傷を塞ごうとする程、拘束がより強固になる。
ハンジ考案の “対特定目標拘束兵器” だ。
拘束した状態から、リヴァイ・レイ・ミケの3人が、一斉に女型のうなじに刃を振るう。
しかし、鎧の巨人と似た硬質化能力により、
兵団の持つブレードでは全く歯が立たない。
金属が砕ける乾いた音だけが、虚しく森に響く
(……また壊れた。これで何本目だろう。)
レイは刃の折れたブレードに視線を落とす。
そんな状況を見ていたエルヴィンから、
新たな命令が下る。
手を吹き飛ばす為、発破を準備せよとの指示だ
うなじの中身ごと吹き飛ばす可能性のある兵器だが、手首を切断する形での準備が進められた。
━━━
「……おい、いい加減に出てきてくれないか?」
女型の頭部に乗ったリヴァイが、
静かに口を開く。
「こっちはそんなに暇じゃないんだが」
その様子を、レイは少し離れた木の上から見守っていた。
途切れ途切れだが、リヴァイの声が聞こえる。
(……かなり苛立ってる)
無理もない。
仲間もとい部下が、次々に殺された。
潰された者。
ワイヤーごと投げ飛ばされた者。
握り潰された者。
数え切れない程の兵士が、命を落とした。
「1つ聞きたい事があった。お前の手足を切断しても大丈夫か?」
リヴァイの低い声が落ちる。
「また生えてくるんだろう?お前自身の本体の方だ。死なれたりしたら困るからな。」
静かな怒りの声。
女型を脅し、責め立てるように言葉を重ねる。
その瞬間───
女型の巨人が、雄叫びを上げた。
森全体を震わせる咆哮。
耳を塞いでも尚、脳天を貫くような声が響く。
同時に凄まじい突風が吹き荒れた。
悲鳴のような叫びは、周囲にいた作戦実行班だけでなく、森を囲む兵士・エレン達の耳にも届いた。
木々が激しく揺れ、葉が舞い上がる。
暫くすると、女型の叫びは収まった。
しかし──
「エルヴィン、匂うぞ。」
ミケが深刻な表情で、エルヴィンに告げる。
「方角は?」
「……全方位から多数。同時に。」
叫びが落ち着いたのも束の間。
森の木々が再び激しく揺れた。
地鳴りのような振動と共に、
全方位から巨人たちの足音が迫る。
レイは振動を感じ取ると、
即座にリヴァイの元へ駆け寄った。
一足先に東から巨人が現れ、
荷馬車護衛班が迎え撃つ。
しかし、巨人たちはそれを無視し、
女型の巨人の方へ一直線に向かう。
遠くから、リヴァイの名を呼ぶ声が聞こえる。
「おい、てめぇ」
リヴァイが女型の頭を踏みつける。
「さっき何かしやがったな」
舌打ちが響く。
「……兵長、来ます。
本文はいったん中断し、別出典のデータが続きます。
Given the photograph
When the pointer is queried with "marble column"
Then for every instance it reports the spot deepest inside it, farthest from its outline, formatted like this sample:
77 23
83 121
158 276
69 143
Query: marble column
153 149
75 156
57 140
」
「……仕方ねぇ、やるぞ」
「了解」
2人はブレードを構え、戦闘態勢に入る。
一瞬 目線が交わったかと思うと、次の瞬間には各々が立体機動に移り、空を切っていた。
レイが大きく刃を振りかざし、先頭の巨人を仕留める。
うなじが裂け、巨体が崩れ落ちる。
その横をリヴァイがすり抜け、脇から出てきた残りの2体を同時に倒した。
しかし、2人だけでは到底捌ききれない程の巨人が集結し、一斉に女型の巨人に飛びかかる。
(前方の兵士だけでなく、女型に1番近い私たちでさえも無視。これは一体……?)
今までの巨人たちからは考えられない動きに、レイを含め、その場の全員が困惑する。
その時、エルヴィンからの号令が響く。
「全員、戦闘開始!」
「女型の巨人を死守せよ!」
周りの兵士は一斉に戦闘態勢に入り、女型に襲いかかる巨人のうなじを切り落としていく。
リヴァイやレイも死力を尽くす。
だが、巨人たちの勢いは止まらず、遂に女型の首・四肢を全て引きちぎってしまった。
その様子を見たエルヴィンは目を閉じ、やるせない気持ちを抑え、指示を出した。
「総員、撤退!!」
「陣形を再展開、カラネス区へ帰還せよ!」
━━━
撤退命令から数分後。
女型は無垢の巨人たちによって、
骨の髄まで喰い尽くされた。
リヴァイやレイを含む、数多くの兵士たちは、
その様子をただ呆然と見つめるしかなかった。
そんな中──
エルヴィンだけが、微かに笑っていた。
「なんて面だ。てめぇ、それは……」
その表情を見たリヴァイは、
ほんの少し 動揺の色を見せる。
「敵には、全てを捨て去る覚悟があったという事だ。」
エルヴィンが続ける。
「自分ごと巨人に食わせ、情報を抹消するとは」
レイは2人の話を小耳に挟みながらも、
先の戦闘時に感じた違和感を思い出していた。
(……さっきの兵士、様子がおかしかった。)
女型死守の命令が下った後、多くの兵士が入り乱れながら巨人を討伐していた。
そんな中で、
兵士同士の衝突が起こる事は少なくない。
実際にレイ自身も、戦闘時には1人の兵士とぶつかってしまった。
本来なら、その場で体制を立て直し、
即座に別の個体の方へ向かう。
しかし、その兵士は大きくよろめき、戦場から距離を取るように、蒸気と共に姿を消した。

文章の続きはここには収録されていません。